HomeFeatured NewsTunisia faces risk of major financial instability without IMF support (S&P)

Tunisia faces risk of major financial instability without IMF support (S&P)

The Tunisian and Turkish economies are the most vulnerable to changes in global liquidity. According to S&P Global Ratings, banks can be exposed directly, through their own large external debt, or indirectly, through corporate or sovereign weaknesses related to net external debt.

As a result, direct effects tend to weigh on banking systems with large net external debt, while indirect effects are transmitted to banking systems through non-bank entities with large external debt exposures.

S&P Global Ratings has assessed the banking systems of five emerging markets: Tunisia, Egypt, Indonesia, Qatar and Turkey, which were considered potentially vulnerable to changes in global liquidity.

According to S&P analysts, Tunisia is highly vulnerable to indirect risks that could affect the economy and the banking system. This vulnerability stems from the current political instability and the government’s difficulties in obtaining financial support from the International Monetary Fund (IMF).

“If the Tunisian government fails to reach an agreement with the IMF, this could put the country under significant financial pressure, with negative consequences for the economy and banks,” the S&P report warns.

Unlike in Turkiye and Qatar, none of the banking systems of Indonesia, Tunisia, or Egypt appear to have external debt that are significant enough to directly cause issues. Yet all three systems are still exposed to external funding pressures through indirect channels.

Indonesia’s corporate sector has significant external debt, while Tunisia’s sovereign is highly vulnerable to external debt refinancing. Tunisia and Egypt also have growing external financing needs. Of the three countries, Tunisian banks have the highest external funding, underpinned by deposits from offshore companies and expatriates, and the use of multilateral financing lines.

Tunisian banks continue to navigate significant macroeconomic pressure, at least some of which is still linked to the country’s revolution 12 years ago. Those issues, coupled with the COVID-19 pandemic, have weighed on economic activity, resulting in expected economic growth of 1.3% in 2023, according to the IMF.

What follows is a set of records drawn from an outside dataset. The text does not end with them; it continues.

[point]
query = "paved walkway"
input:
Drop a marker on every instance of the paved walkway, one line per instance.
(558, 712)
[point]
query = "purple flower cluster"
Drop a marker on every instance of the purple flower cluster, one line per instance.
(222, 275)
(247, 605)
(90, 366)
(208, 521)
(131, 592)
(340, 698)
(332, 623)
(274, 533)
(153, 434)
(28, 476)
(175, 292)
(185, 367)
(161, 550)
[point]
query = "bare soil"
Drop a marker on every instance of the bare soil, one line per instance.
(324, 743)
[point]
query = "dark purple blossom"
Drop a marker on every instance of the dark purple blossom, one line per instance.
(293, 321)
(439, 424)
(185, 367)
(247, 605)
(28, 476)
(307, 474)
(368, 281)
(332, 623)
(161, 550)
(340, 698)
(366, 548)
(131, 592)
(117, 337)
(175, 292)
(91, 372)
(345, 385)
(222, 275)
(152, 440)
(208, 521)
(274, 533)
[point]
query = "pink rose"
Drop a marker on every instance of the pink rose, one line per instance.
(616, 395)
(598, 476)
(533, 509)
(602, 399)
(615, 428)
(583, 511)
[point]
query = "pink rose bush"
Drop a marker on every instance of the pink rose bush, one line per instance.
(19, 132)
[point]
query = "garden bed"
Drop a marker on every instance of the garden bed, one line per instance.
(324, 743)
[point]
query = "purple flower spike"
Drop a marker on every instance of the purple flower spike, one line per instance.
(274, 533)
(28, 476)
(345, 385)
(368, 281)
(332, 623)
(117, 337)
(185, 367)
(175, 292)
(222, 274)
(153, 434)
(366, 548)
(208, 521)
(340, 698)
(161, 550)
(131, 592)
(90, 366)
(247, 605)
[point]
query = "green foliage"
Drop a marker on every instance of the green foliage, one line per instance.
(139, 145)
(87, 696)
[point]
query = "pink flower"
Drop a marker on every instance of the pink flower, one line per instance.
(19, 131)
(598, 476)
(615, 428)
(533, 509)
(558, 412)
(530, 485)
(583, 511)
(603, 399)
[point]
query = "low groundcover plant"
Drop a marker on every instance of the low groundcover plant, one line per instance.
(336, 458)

Failure to secure an IMF program could result in the country defaulting on its financial obligations. This would be accompanied by a significant depreciation of the Tunisian dinar and a major spike in inflation. For Tunisia’s banks that would likely mean losses of a magnitude that would require their recapitalization.

Though S&P expects the government will be able to mobilize the necessary resources to avert a crisis, the risks of a negative outcome to be significant and possible within the next 12 months.